We hope the data will be useful to researchers, community members, and others with an interest in Australia’s Indigenous language heritage.
pamanyungan.net/chirila also includes access to the preprint of a paper describing the database (both the online and full versions).

Second Annual Summer Grammar Bootcamp!

I will be holding a summer ‘grammar boot camp’ from July 5 to July 29, 2016. The idea is to have up to four advanced undergraduate students work intensively on existing high-quality archival field notes and recordings with the aim of producing a publishable sketch grammar. Students will receive a stipend and travel expenses to come to Yale. This follows from a very successful first bootcamp in 2015.

This project is funded by the National Science Foundation’s Research Experiences for Undergraduates program; as such, applicants are limited to US citizens or permanent residents. Students who have graduated in Spring 2016 will be eligible to apply. That is, the targeted cohort is undergraduates who will have just finished either their junior or senior year.

The materials to be worked on will be from an Australian Aboriginal language from Western Australia and will include both print materials and audio files. It is probable that the ‘print’ materials will already be digitized and in Toolbox.

Students will meet once a day as a group with me to discuss analyses and writing. They will spend the rest of the time working with the materials in the Linguistics department. They will receive regular detailed feedback on the analysis and writing. Familiarity with Australian languages is not required but I would expect that successful applicants would do some reading of grammars of related languages prior to the start of the boot camp.

Applications for the boot camp are now open. The deadline for applications is January 22, 2016, and applicants will be notified of the result in mid-February.

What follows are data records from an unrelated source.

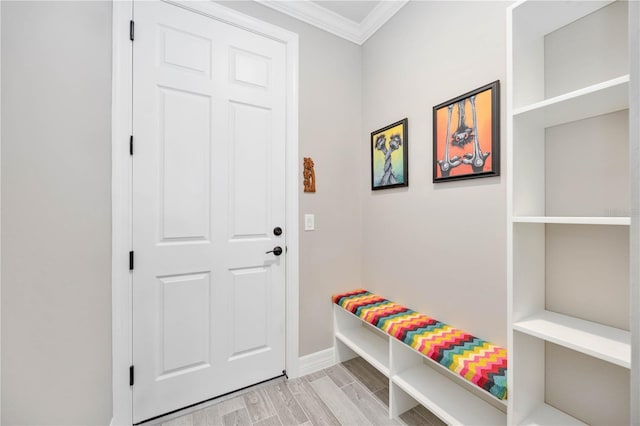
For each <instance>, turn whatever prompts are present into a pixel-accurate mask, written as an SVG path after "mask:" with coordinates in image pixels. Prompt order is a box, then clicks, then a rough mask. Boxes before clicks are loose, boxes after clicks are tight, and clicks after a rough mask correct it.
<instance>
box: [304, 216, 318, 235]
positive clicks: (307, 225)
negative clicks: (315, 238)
mask: <svg viewBox="0 0 640 426" xmlns="http://www.w3.org/2000/svg"><path fill="white" fill-rule="evenodd" d="M315 229H316V216H315V215H312V214H305V215H304V230H305V231H313V230H315Z"/></svg>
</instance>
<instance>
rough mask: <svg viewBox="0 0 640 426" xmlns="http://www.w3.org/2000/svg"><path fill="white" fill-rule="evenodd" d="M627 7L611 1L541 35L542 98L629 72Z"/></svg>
mask: <svg viewBox="0 0 640 426" xmlns="http://www.w3.org/2000/svg"><path fill="white" fill-rule="evenodd" d="M627 10H628V7H627V2H625V1H615V2H613V3H611V4H609V5H607V6H605V7H602V8H600V9H598V10H596V11H594V12H592V13H590V14H588V15H586V16H584V17H583V18H581V19H578V20H576V21H574V22H572V23H570V24H569V25H565V26H563V27H561V28H559V29H557V30H555V31H553V32H551V33H549V34H547V35H545V37H544V85H545V99H549V98H552V97H554V96H558V95H562V94H564V93H567V92H571V91H573V90H577V89H580V88H582V87H587V86H591V85H593V84H597V83H600V82H602V81H607V80H610V79H613V78H616V77H620V76H622V75H626V74H628V73H629V60H628V52H627V34H628V12H627Z"/></svg>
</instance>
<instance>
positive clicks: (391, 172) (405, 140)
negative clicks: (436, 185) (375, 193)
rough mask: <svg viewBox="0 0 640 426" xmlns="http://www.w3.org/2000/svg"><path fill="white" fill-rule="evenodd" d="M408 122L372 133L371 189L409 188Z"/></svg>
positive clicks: (398, 124) (373, 189)
mask: <svg viewBox="0 0 640 426" xmlns="http://www.w3.org/2000/svg"><path fill="white" fill-rule="evenodd" d="M407 127H408V120H407V119H406V118H403V119H402V120H400V121H398V122H395V123H393V124H390V125H388V126H386V127H383V128H382V129H378V130H376V131H375V132H371V189H372V190H374V191H375V190H377V189H387V188H396V187H399V186H409V161H408V158H409V157H408V153H409V151H408V146H407V143H408V140H407Z"/></svg>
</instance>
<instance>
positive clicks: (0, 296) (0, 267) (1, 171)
mask: <svg viewBox="0 0 640 426" xmlns="http://www.w3.org/2000/svg"><path fill="white" fill-rule="evenodd" d="M1 46H2V5H0V176H2V154H1V153H2V47H1ZM1 187H2V179H0V188H1ZM0 212H2V191H1V190H0ZM0 259H2V214H1V213H0ZM1 264H2V262H0V265H1ZM0 318H2V267H1V266H0ZM1 330H2V321H1V320H0V424H2V331H1Z"/></svg>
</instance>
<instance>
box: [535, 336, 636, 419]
mask: <svg viewBox="0 0 640 426" xmlns="http://www.w3.org/2000/svg"><path fill="white" fill-rule="evenodd" d="M629 380H630V374H629V370H628V369H626V368H622V367H619V366H616V365H614V364H610V363H608V362H604V361H602V360H599V359H596V358H593V357H590V356H588V355H585V354H582V353H579V352H576V351H572V350H570V349H567V348H564V347H561V346H558V345H555V344H552V343H549V342H546V344H545V402H546V403H547V404H549V405H551V406H553V407H555V408H557V409H559V410H561V411H563V412H565V413H567V414H570V415H571V416H573V417H575V418H577V419H579V420H581V421H583V422H585V423H587V424H590V425H602V426H611V425H627V424H630V417H629V414H630V395H629V389H630V382H629Z"/></svg>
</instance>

To apply, please send the following materials electronically:

. a letter of application, describing your experience in linguistics, including research experience, your future plans, and why you’d like to join the boot camp.
. a writing sample, such as a linguistics term paper
. course transcript (this can be an unofficial transcript)

Please send materials as file attachments to bootcamp@pamanyungan.net, cc’ed to claire.bowern@yale.edu. Applications will be acknowledged within 2 days – if you don’t get an acknowledgment, please let me know.

Please also arrange for one or two letters of recommendation/support from faculty to be sent to the same email addresses, also by January 22.

Students will need to show some evidence of prior research experience (e.g. through an RA-ship or by having a senior thesis in progress) and some familiarity with language documentation procedures (e.g. through having taken a field methods class or equivalent, such as having attended CoLang or a LSA Institute class). Applicants will need to show attention to detail and ability to focus on a project for a sustained period. Students will need to be able to travel to New Haven for the entire period of the boot camp and should expect to work solely on this project during that time, including some evenings and weekends.